Eşyalardan sadece sana ' sevgili' denilmesinin altında yatan sebep nedir? 

Sır saklayacağına ilişkin yerleşik inanç mı? 
Hayır, çünkü; biliyorum ki, ortaokulda tuttuğum günlük herşeyi, a'dan z'ye anneme anlatmıştı.

Bugün bir değişiklik yapalım, sen benim hayatımı üzerinde değil; ben senin hayatını üzerimde taşıyayım. Ama açık ol, kimse okuyamayacakmış gibi, bilmeyecekmiş gibi.

Sevgili Rezzan;

Bugün yine beni kitap dolabına kaldırmayı unuttuğun için masanın üzerindeydim.
Sonra annen geldi : 'Hiç sormuyor bu kız kendine, evlenince de çekecekler mi beni diye' diyerek yerdeki tersi dönmüş kazakları ( Bu arada önce kazağını, sonra içine giydiğin body i çıkar, ikisini birlikte çıkarmışsın ters ters, gerçekten dağınıksın) topladı, araya beni de sıkıştırdı, dolabın içine koydu.
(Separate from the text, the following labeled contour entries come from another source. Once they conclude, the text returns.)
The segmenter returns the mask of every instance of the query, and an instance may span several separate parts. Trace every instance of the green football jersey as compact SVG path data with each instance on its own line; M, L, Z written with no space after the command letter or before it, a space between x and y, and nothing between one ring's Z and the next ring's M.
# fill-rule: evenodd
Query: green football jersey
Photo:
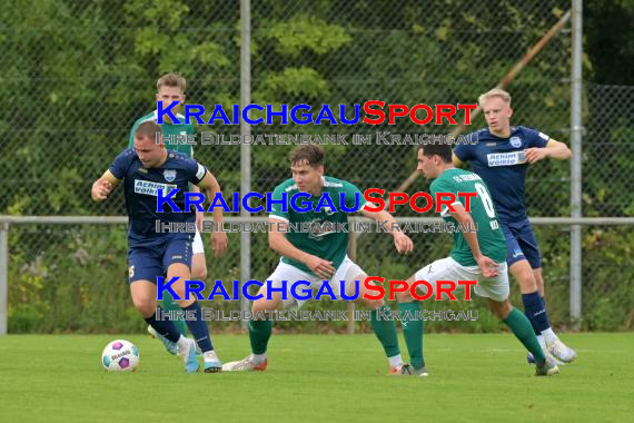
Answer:
M309 206L310 210L305 213L297 212L290 206L293 196L300 193L297 184L293 179L281 183L273 191L273 199L281 200L283 193L286 193L287 210L283 212L280 204L274 204L269 217L288 222L289 228L286 238L296 248L333 262L333 267L338 268L348 253L348 230L350 229L348 227L348 213L343 212L340 207L341 195L344 197L343 205L348 209L360 209L365 206L366 200L359 188L346 180L324 176L323 183L324 187L318 197L310 196L309 199L300 197L295 200L296 207L308 208ZM325 203L326 197L330 198L335 209L330 207L329 203ZM323 207L318 208L318 205ZM284 256L281 262L314 275L301 262Z
M497 214L485 183L473 171L452 168L447 169L432 183L429 188L432 198L436 201L436 193L453 193L456 201L465 205L465 198L458 197L458 193L475 193L470 197L470 215L477 226L477 242L482 254L496 263L506 260L506 238L499 227ZM446 199L446 197L444 197ZM457 228L456 220L450 216L447 206L443 206L440 216L447 223L453 223ZM465 207L466 208L466 207ZM473 229L473 228L468 228ZM454 247L452 258L463 266L477 266L472 249L464 235L459 230L454 232Z
M178 117L178 120L185 121L185 116L178 114L177 117ZM151 114L147 114L146 116L143 116L142 118L140 118L139 120L137 120L135 122L135 125L132 126L132 130L130 130L130 137L128 140L128 148L132 148L135 146L135 131L137 130L139 125L141 125L142 122L145 122L147 120L156 121L157 118L158 118L157 111L155 110ZM172 140L175 139L174 136L176 136L176 135L184 135L184 136L196 135L196 130L194 129L194 125L191 125L191 124L174 125L174 124L164 122L164 124L161 124L161 127L162 127L164 137L172 137L171 138ZM191 138L191 140L195 140L195 138ZM182 142L185 142L185 140ZM184 153L188 157L194 156L194 146L192 145L166 141L166 147L170 150Z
Ara ara bir yükselip bir alçalan ses tonuyla söylenerek yatakları topladı annen. Gerçekten koca kız oldun Rezzan, topla şu odanı artık.
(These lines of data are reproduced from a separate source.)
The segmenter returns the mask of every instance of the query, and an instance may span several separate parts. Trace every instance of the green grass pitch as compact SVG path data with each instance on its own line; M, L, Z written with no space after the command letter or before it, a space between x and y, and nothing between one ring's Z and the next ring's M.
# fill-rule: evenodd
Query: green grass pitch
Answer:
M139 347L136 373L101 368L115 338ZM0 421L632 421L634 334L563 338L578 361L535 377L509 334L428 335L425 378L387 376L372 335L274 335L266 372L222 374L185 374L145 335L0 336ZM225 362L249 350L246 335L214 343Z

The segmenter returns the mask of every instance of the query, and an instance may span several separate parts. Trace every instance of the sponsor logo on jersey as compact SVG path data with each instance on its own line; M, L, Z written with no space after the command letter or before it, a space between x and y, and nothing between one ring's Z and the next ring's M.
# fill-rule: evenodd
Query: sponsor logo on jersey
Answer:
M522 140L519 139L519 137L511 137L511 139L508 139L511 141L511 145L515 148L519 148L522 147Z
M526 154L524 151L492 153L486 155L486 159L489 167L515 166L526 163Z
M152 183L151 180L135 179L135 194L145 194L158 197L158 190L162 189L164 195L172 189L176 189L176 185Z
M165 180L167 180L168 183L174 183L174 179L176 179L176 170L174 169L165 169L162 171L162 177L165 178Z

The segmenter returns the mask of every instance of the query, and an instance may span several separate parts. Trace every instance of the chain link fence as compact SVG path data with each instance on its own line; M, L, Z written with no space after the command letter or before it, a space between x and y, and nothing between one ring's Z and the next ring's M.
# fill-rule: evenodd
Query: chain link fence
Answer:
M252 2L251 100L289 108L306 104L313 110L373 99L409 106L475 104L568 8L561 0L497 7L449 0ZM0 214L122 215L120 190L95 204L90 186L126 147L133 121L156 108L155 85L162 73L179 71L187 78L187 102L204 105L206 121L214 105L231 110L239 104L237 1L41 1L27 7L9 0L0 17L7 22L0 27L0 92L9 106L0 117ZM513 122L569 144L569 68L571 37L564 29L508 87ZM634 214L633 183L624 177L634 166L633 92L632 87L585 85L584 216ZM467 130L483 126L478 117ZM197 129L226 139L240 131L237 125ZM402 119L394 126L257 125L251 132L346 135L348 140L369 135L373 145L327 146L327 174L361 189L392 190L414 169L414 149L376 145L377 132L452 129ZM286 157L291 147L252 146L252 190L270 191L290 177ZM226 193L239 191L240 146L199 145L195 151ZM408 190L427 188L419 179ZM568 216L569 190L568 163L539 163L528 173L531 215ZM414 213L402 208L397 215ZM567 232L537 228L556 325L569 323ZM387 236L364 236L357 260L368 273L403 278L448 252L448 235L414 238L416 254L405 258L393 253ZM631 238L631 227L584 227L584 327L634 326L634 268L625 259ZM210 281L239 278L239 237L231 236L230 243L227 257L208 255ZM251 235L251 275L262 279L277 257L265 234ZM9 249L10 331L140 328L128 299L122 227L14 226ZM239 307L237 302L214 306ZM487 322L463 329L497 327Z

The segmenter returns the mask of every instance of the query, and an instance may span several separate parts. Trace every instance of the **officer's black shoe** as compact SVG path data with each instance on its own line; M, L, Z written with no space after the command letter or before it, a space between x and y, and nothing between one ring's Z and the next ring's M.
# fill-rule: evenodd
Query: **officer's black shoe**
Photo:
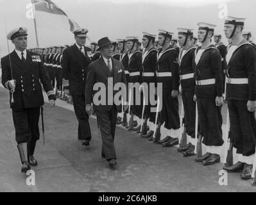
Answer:
M85 146L85 147L89 146L90 145L90 141L87 140L83 140L81 145L83 146Z
M214 164L219 163L221 161L221 157L219 154L211 154L210 156L203 161L203 164L205 166L212 165Z
M187 156L194 156L194 149L195 147L192 145L191 145L189 148L187 149L185 152L183 152L183 157L187 157Z
M228 172L242 172L244 168L244 163L242 162L237 162L235 165L231 167L228 167L226 165L223 167L223 170Z
M207 160L210 156L210 153L207 152L200 157L196 157L194 160L197 162L202 162L203 160Z
M117 163L116 162L115 159L112 159L112 160L108 160L108 165L110 167L113 167L117 165Z
M30 166L31 167L36 167L37 166L37 161L35 160L34 158L34 156L33 155L29 156L29 161L28 163Z
M154 135L153 131L150 131L148 134L142 135L141 137L144 139L148 139Z
M133 127L136 127L138 126L138 122L134 121L133 122Z
M168 142L170 139L171 139L171 136L167 136L164 140L159 140L158 142L157 142L157 144L158 144L158 145L162 145L164 143Z
M187 150L188 150L190 148L190 147L191 145L192 145L192 144L191 143L189 143L189 144L188 144L187 145L185 145L183 147L180 147L177 149L178 152L183 153L183 152L185 152Z
M133 131L135 132L137 132L138 131L141 131L141 126L139 126L139 127L135 127L133 128Z
M244 163L244 170L243 170L241 178L242 179L251 179L253 170L253 165L249 165Z
M178 145L178 138L173 138L172 137L171 137L171 138L167 142L163 144L162 146L163 147L170 147Z
M27 173L28 170L30 170L30 166L28 165L28 163L24 162L22 163L22 166L21 167L21 173Z

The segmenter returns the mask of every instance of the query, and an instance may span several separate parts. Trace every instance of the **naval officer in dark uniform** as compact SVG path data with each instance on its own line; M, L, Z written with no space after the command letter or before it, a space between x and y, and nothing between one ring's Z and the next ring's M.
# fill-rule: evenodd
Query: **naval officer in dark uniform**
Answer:
M196 83L194 78L193 62L194 51L192 29L178 28L178 41L181 47L179 54L180 76L182 86L183 106L184 108L185 127L188 144L178 149L184 156L194 155L196 102L193 100Z
M72 95L78 120L78 139L83 140L85 146L90 145L92 136L85 106L87 72L90 63L85 47L87 33L83 28L73 31L76 43L64 51L62 62L64 92Z
M252 178L256 145L256 49L243 39L245 19L229 17L225 31L231 39L226 55L226 99L230 119L231 141L238 163L224 169L242 172L241 178Z
M40 108L44 104L41 83L51 107L55 106L56 100L40 56L26 50L27 36L26 28L10 31L7 38L12 40L15 49L1 61L2 84L10 91L10 107L22 164L21 172L24 173L30 169L30 166L37 165L33 155L40 135Z
M216 26L199 23L198 26L198 41L202 45L196 49L194 62L195 97L207 153L196 157L196 161L203 162L204 165L210 165L220 162L221 146L224 144L221 129L223 103L221 56L210 42Z

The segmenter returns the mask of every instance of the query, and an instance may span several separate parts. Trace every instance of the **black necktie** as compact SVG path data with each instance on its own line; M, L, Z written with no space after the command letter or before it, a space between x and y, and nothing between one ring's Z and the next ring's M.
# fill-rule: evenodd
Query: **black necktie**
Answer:
M23 52L21 52L21 61L22 62L25 62L25 58L24 58L24 53Z
M84 54L83 52L83 47L80 47L80 52L82 53L82 54L83 54L83 56L85 56L85 54Z

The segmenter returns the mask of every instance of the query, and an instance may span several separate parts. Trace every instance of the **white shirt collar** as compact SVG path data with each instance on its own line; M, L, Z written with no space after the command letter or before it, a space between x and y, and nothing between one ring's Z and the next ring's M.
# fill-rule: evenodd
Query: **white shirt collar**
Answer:
M106 63L107 66L108 66L108 60L106 58L103 57L103 56L102 56L102 58L103 58L105 63ZM112 58L110 58L109 59L109 60L110 62L110 66L112 67Z
M81 47L81 51L82 51L82 52L83 53L85 53L85 47L83 45L83 46L80 46L80 45L79 45L78 44L76 44L76 46L77 46L77 47L78 48L78 50L79 51L80 51L80 47Z
M21 53L22 52L19 51L17 49L15 49L15 51L17 54L18 55L19 58L21 58ZM22 52L24 53L23 57L24 57L24 58L25 58L25 60L26 60L27 59L27 50L25 49Z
Neyse, dolabın güzel kokuyordu, ama ortamda bir gerginlik vardı. Yeşil kazağının üzerine tahta kaleminin boyası mı dökülmüş ne, giymiyormuşsun galba, çok üzüntülüydü. Etiketi üzerinden çıkmamış atkı onu teselli ediyordu. ' Bak bana o kadar para verdi, daha kullanmadı bile beni'

Bir tane hırka vardı kıs kıs gülüyordu, onu giyiyormuşsun galba hep.
Sahi sen neden hep aynı şeyi giyiyorsun? Atkıyı da tak bir gün havalar ısınmadan, çok iyi bir atkıya benziyor, tanısan sen de seversin.
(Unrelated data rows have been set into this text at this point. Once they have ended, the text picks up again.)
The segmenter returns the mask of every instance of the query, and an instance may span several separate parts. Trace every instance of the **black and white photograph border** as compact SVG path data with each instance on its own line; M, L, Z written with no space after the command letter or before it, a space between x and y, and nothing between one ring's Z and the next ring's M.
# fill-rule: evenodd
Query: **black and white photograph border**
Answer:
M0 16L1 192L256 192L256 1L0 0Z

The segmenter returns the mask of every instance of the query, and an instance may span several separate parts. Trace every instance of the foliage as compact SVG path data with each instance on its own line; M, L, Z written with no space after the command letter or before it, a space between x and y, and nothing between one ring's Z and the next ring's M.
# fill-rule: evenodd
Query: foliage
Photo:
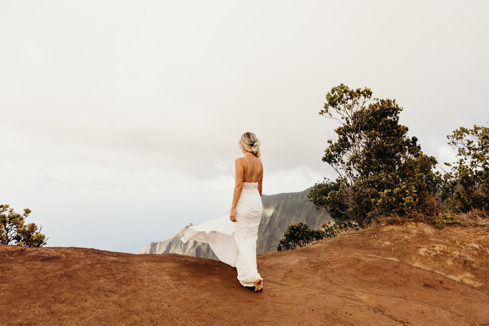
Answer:
M446 136L457 151L458 160L445 163L451 168L444 175L440 198L461 212L489 209L489 128L460 127Z
M372 94L342 84L328 93L319 112L340 124L323 157L337 177L315 185L309 198L345 227L361 227L393 213L426 213L441 182L433 171L436 160L399 124L402 109L395 100Z
M438 216L433 221L433 225L439 229L443 229L447 223L453 220L453 217L449 213L443 212L438 214Z
M8 205L0 205L0 244L14 242L23 247L42 247L46 244L46 236L41 233L41 228L33 223L25 224L25 219L31 213L26 208L24 214L15 213Z
M332 223L331 220L321 225L324 229L325 238L334 238L338 234L340 225L335 223Z
M294 249L304 247L315 240L326 237L326 233L321 230L310 229L307 224L300 222L290 224L284 234L284 239L279 240L277 250Z

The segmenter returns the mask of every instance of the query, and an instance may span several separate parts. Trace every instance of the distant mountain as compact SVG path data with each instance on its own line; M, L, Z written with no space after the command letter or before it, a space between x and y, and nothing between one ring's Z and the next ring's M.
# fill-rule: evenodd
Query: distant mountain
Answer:
M258 253L275 251L279 239L283 237L284 233L290 224L303 222L310 228L317 229L330 218L324 210L316 210L314 204L308 201L307 195L310 190L309 188L299 193L262 196L263 214L258 228L256 244ZM170 239L150 243L141 249L139 253L175 253L217 259L208 244L191 240L184 243L180 240L188 226Z

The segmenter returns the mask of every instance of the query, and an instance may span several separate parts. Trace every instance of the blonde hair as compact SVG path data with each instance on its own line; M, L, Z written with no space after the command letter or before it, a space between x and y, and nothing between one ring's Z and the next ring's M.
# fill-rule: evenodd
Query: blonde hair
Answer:
M253 153L257 157L259 157L262 155L260 147L257 146L252 148L250 144L250 143L252 144L256 139L256 136L253 132L245 132L241 136L240 141L238 142L238 144L240 146L240 149L242 151L244 150Z

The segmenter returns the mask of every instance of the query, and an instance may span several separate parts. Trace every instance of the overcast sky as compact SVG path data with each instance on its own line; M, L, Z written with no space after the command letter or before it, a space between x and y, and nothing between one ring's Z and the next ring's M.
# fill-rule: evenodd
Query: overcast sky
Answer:
M265 194L333 176L318 112L341 83L450 159L489 120L488 3L0 0L0 203L49 246L137 253L229 210L245 131Z

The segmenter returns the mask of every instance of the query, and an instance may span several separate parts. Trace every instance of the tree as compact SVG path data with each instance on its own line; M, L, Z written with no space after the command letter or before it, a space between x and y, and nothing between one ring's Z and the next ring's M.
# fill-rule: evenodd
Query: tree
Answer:
M422 153L416 137L407 136L395 100L372 94L367 87L342 84L326 95L319 114L340 125L322 159L337 177L316 184L309 200L340 225L353 227L393 213L435 214L428 211L441 182L433 172L436 160Z
M445 163L451 170L444 175L441 199L459 212L489 210L489 128L461 127L446 137L458 160Z
M26 224L25 219L31 213L26 208L24 214L15 213L8 205L0 205L0 244L14 242L23 247L42 247L46 244L46 236L41 228L33 223Z
M326 233L321 230L310 229L307 224L300 222L290 224L284 234L284 239L279 240L277 250L294 249L304 247L315 240L321 240L326 237Z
Neyse, madem ben yazacağım senin üzerine biraz da ince işlerden bahsedeyim :).

Borçlar Hukuku kitabın beni beğenmiş galba; kitap dolabındaki şu 2010 basım olan; söyle ona hiç işim olmaz, borçla harçla..

Ceza hukuku da boş değil bana karşı ama çok maço, işim olmaz onunla da, vurdulu kırdılı. 

Ben, aslında Medeni Hukuk 'u beğeniyorum, ama bişey yok tabii :) 
Daha sonra gelişmeleri anlatırım.

Oh valla, iyi geldi, içim açıldı biraz.